Another group of scrapers Goldstein identifies as “the most direct competitor to publishers” provide content to AI models that respond to queries in direct competition to the platforms publishers provide directly to their users. One of these companies, You.com, has a current valuation of $1.5 billion. Not exactly OpenAI dollars, but nothing to sneeze at.

Who Gets to Reap Benefits Here?

Goldstein reveals a host of establishment institutions that regularly deploy scrapers, including OpenAI, Apple, BCG, IBM and the law firm Latham & Watkins (I hate to make the analogy, but even the Mob has lawyers). What is most disturbing, however, is the number of brand name publishers that are using scrapers (of other people’s content) for their own research purposes, a group that includes The New York Times, NBC, BuzzFeed, the BBC and Forbes for their own research purposes. And this is from publishers who in many cases are actually suing the LLMs for the unauthorized use of their own content. What is it again – do as I say, not as I do?
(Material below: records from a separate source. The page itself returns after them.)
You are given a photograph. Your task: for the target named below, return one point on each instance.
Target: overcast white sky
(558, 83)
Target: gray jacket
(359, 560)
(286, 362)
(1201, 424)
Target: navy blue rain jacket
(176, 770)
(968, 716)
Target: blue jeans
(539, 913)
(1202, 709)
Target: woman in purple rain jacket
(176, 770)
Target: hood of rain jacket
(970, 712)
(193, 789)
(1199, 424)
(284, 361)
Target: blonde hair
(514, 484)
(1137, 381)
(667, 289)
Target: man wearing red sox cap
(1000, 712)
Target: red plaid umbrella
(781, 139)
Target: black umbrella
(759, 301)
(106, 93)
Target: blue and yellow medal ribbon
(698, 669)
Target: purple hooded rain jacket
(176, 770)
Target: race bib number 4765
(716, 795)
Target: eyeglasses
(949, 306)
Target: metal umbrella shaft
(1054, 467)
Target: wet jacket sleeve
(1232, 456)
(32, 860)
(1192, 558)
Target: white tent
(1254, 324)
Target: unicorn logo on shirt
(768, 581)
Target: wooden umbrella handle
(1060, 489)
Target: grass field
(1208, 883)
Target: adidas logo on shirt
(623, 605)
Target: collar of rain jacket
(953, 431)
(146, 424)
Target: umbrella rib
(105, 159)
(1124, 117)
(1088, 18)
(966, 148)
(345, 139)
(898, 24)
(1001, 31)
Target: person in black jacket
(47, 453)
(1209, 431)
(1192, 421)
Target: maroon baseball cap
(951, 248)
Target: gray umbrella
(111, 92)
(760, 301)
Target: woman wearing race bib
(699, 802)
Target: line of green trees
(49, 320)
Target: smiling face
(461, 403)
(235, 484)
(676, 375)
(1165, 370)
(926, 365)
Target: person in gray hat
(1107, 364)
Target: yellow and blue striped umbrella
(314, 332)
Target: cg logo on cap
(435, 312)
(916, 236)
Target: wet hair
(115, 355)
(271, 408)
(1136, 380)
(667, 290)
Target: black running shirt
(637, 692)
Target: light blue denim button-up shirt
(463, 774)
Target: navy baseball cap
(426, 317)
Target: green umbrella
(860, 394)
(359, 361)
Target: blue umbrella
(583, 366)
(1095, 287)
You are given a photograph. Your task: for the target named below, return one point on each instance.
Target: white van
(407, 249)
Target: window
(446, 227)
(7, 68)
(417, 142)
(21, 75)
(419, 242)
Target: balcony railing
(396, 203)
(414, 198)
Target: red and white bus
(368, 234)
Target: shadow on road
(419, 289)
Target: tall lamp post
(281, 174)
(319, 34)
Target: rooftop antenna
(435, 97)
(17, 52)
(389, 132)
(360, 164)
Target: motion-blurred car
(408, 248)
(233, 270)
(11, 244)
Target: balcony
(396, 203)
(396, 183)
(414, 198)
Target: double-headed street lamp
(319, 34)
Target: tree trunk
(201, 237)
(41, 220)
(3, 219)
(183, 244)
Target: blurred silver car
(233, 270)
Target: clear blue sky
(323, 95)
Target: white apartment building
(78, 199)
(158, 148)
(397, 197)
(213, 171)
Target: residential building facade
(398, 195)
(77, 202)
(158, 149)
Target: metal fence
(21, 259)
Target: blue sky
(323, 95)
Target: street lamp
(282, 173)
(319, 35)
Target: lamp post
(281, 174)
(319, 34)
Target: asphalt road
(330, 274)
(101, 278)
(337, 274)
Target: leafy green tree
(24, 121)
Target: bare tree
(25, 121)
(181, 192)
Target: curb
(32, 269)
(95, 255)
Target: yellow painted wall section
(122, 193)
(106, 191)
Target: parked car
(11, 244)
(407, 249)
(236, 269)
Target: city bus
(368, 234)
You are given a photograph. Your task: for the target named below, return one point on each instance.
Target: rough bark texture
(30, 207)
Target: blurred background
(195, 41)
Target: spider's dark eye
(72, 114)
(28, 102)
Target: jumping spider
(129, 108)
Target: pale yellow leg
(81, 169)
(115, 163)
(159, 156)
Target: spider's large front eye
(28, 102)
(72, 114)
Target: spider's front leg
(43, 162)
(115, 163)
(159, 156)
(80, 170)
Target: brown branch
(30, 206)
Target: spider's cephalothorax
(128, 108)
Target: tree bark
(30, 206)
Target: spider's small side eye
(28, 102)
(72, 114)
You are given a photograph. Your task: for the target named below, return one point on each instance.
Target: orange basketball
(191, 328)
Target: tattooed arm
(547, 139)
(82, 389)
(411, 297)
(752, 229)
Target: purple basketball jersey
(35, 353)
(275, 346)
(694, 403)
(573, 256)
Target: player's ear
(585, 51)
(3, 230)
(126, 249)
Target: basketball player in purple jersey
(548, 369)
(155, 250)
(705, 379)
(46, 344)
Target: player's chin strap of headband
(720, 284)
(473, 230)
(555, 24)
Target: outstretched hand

Unlike the Pope, Goldstein is more proscriptive in terms of how publishers should approach this world. There is no such thing as “stopping” AI or LLMs. His solution framework would include making deals with scrapers and getting paid. At the end of the day, it is likely that the only real solution for publishers is a system that pays them fairly based on the usage of their content, whether that emerges from lawsuits, regulation or plain old dealmaking. Is that fair enough? As s tortured a road as that may be, it is still a more promising scenario than hoping technology is going to put a stop to the scraping economy. So much more to this story to follow.